De acordo com Biancolini e Fiedler-Ferrara (2005), Durand admite como hipótese de trabalho a existência de uma estreita concomitância entre os gestos do corpo, os centros nervosos e as representações simbólicas e então elabora um princípio classificação a partir da noção dos gestos dominantes. Durand (2012, p. 54) teoriza que os três grandes gestos que nos são dados pela reflexologia desenrolam e orientam uma representação arquetípica e simbólica, (...) “diremos que cada gesto implica ao mesmo tempo uma matéria e uma técnica, suscita um material imaginário e, senão um instrumento, pelo menos um utensílio”.

A primeira noção apresentada por Durand (2012), trata da dominante de posição, que coordena ou inibe os outros reflexos, ligada à sensibilidade estática e a ideia de verticalidade, está associada ao posicionamento ereto do ser humano e remete aos movimentos de ascensão.

O segundo gesto, para o Durand (2012), a dominante de nutrição, se manifesta pelos reflexos da sucção labial e de orientação correspondente da cabeça. Esses reflexos são provocados ou por estímulos externos, ou pela fome, e equivalem, conforme Pitta (2005a, p. 22), às imagens de interiorização, descida, harmonização e contemplação.

O terceiro gesto, enfim, Durand (2012, p. 49) denomina de dominante copulativa, de que a sexualidade é o modelo natural. O autor (p. 54-55) diz que “projetam-se nos ritmos sazonais e cíclicos”. Pitta (2005a, p. 22) aponta ao reflexo da copulação, imagens que correspondem ao ritmo, a ciclicidade, ao diálogo e ao progresso. Dissociado do gesto sexual,

para Ferreira-Santos e Almeida (2012, p. 40), “o ritmo seria sugerido tanto pelos batimentos cardíacos como pela respiração, sublimando-se simbolicamente na música”.

Em resumo, podemos dizer que admitimos as três dominantes reflexas, malhas

intermédias entre os reflexos simples e os reflexos associados, como matrizes

sensório-motoras nas quais as representações vão naturalmente integrar-se, sobretudo se certos esquemas (schèmes) perceptivos vêm enquadrar e assimilar-se aos esquemas (schèmes) motores primitivos, se as dominantes posturais, de engolimento ou rítmicas se encontram em concordância com os dados de certas experiências perceptivas.
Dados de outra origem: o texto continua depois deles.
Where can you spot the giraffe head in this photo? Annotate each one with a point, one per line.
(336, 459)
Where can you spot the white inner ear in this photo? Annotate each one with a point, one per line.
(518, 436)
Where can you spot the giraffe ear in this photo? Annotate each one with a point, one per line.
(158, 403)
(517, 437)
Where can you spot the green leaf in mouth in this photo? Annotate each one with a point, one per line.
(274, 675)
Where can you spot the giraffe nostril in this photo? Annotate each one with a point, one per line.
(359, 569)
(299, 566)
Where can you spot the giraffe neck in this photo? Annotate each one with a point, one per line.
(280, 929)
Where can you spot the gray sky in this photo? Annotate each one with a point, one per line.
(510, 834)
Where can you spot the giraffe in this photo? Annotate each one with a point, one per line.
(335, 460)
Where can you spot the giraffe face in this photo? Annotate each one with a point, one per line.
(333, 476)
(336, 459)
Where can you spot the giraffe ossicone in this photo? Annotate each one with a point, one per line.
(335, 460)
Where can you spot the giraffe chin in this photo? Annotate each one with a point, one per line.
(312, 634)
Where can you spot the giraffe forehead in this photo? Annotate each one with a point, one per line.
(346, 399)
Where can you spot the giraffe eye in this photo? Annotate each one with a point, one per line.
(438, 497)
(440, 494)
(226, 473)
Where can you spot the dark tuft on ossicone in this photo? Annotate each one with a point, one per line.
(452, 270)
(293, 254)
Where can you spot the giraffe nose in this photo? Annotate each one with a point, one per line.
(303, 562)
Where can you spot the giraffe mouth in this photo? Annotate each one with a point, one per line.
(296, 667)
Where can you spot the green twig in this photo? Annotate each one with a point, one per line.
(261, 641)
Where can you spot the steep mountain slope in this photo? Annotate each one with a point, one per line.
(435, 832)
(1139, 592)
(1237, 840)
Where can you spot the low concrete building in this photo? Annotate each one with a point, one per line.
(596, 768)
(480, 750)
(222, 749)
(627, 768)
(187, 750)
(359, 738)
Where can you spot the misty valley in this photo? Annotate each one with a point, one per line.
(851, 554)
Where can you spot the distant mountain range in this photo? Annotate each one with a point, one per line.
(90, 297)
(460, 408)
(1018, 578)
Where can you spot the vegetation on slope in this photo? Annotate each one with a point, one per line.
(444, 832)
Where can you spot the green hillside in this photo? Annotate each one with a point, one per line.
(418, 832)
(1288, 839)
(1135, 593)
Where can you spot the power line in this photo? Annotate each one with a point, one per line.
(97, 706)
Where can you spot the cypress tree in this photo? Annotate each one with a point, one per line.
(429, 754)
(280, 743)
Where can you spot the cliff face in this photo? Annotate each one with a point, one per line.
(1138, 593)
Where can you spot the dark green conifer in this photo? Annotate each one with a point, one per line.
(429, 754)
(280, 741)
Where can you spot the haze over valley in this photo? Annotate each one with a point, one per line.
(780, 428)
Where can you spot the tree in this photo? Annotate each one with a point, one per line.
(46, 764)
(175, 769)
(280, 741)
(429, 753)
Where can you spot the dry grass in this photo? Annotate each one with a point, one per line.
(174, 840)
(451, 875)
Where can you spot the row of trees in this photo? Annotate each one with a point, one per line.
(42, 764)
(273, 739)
É a este nível que os grandes símbolos vão se formar, por uma dupla motivação que lhes vai dar esse aspecto imperativo de sobredeterrninação tão característico (DURAND, 2012, p. 51).

Conclui Durand (1996, p. 152) que os grandes eixos – schèmes – específicos “são imediatamente integrados e codificados, se assim o posso dizer, pela faculdade de simbolização fortemente desenvolvida no homo sapiens”. Por fim, diz, esses três eixos comportamentais e as “constelações” de imagem que eles agenciam são irredutivelmente “plurais”. Para Moraes (2016, p.140), os schèmes são as formas mais abstratas da imagem, uma generalização dinâmica e afetiva, que compõem o capital fundamental dos gestos e pulsações inconscientes motrizes das representações simbólicas. Concordamos com a autora que os schèmes “são primordiais nas estruturas antropológicas do imaginário propostas por Durand (2012)”.